Warum so förmlich?

05.03.2004 | AutorIn:  Dr. Oliver Tolmein | Recht

Handel statt Verhandlung: Der rot-grün reformierte Strafprozeß

Frankfurter Allgemeine Zeitung, 05.03.2004, Nr. 55 / Seite 41: Die rot-grüne Koalition will das Strafprozessrecht umfassend reformieren - nicht, um dem Druck der straße nachzugeben, sondern aus Prinzip. Das Ergebnis stimmt nicht glücklich.

Die Strafprozeßordnung, so hat es das Bundesverfassungsgericht Anfang der siebziger Jahre ausdrücklich formuliert, ist "angewandtes Verfassungsrecht". Noch pathetischer ist sie von Juristen auch als "Magna Charta des Beschuldigten" bezeichnet worden. Auf dem Strafverteidigertag, der dieses Wochenende passenderweise am Sitz des Bundesverfassungsgerichts in Karlsruhe stattfindet, wird erstmals öffentlich über den "Diskussionsentwurf für eine Reform des Strafverfahrens" diskutiert werden, den die Fraktionen von SPD und Bündnis 90/Die Grünen vor wenigen Tagen vorgelegt haben.

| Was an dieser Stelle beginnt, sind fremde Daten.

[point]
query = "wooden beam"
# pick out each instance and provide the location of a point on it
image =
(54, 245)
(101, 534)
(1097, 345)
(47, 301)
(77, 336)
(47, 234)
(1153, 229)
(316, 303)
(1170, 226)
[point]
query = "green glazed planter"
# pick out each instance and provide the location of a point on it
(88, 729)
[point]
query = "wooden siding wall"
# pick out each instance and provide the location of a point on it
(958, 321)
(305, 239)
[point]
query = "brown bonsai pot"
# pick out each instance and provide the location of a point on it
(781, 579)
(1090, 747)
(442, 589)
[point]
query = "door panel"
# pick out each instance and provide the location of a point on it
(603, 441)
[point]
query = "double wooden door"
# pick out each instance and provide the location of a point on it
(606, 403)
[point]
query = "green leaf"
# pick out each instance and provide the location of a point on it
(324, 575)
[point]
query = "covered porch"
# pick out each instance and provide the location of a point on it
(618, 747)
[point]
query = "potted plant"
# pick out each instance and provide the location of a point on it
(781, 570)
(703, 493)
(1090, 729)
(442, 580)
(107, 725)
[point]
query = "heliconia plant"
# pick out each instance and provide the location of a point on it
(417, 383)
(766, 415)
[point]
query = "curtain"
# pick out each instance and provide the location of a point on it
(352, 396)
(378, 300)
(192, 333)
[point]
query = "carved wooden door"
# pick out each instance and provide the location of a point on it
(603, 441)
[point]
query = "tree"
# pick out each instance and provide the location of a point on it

Es überrascht nicht, daß die Regierungsparteien in dem knapp sechzigseitigen Konvolut zwar einerseits vollmundig eine "umfassende Reform" und ein "geschlossenes Gesamtkonzept" versprechen, andererseits aber einen nüchtern-technokratischen Sprachstil pflegen und so jeden Gedanken daran, daß es hier um mehr gehen könnte als um die bloße Organisation von Ermittlungs- und Verhandlungsabläufen, sinnlos pathetisch erscheinen lassen. "Die Reform des Strafverfahrens verfolgt das Ziel einer zukunftssicheren Weiterorientierung des Strafverfahrens, das die Rechte aller Beteiligter unter grundsätzlicher Beibehaltung der bewährten Strukturen verstärkt." So beschreiben die Verfasser des Entwurfs ihre Zielsetzung. Was wie eine Leerformel klingt, bringt tatsächlich das Dilemma dieses Entwurfs auf den Punkt. Die Beteiligten sind nämlich keine homogene Gruppe, deren Rechte sich zum Besten aller einfach verstärken ließen. Denn was die Stellung des Beschuldigten stärkt, wird zumeist die der Nebenkläger schwächen - vor allem aber gilt das angesichts der zunehmenden Orientierung der rechtspolitischen Diskussion auf die Opfer von Verbrechen für den umgekehrten Fall.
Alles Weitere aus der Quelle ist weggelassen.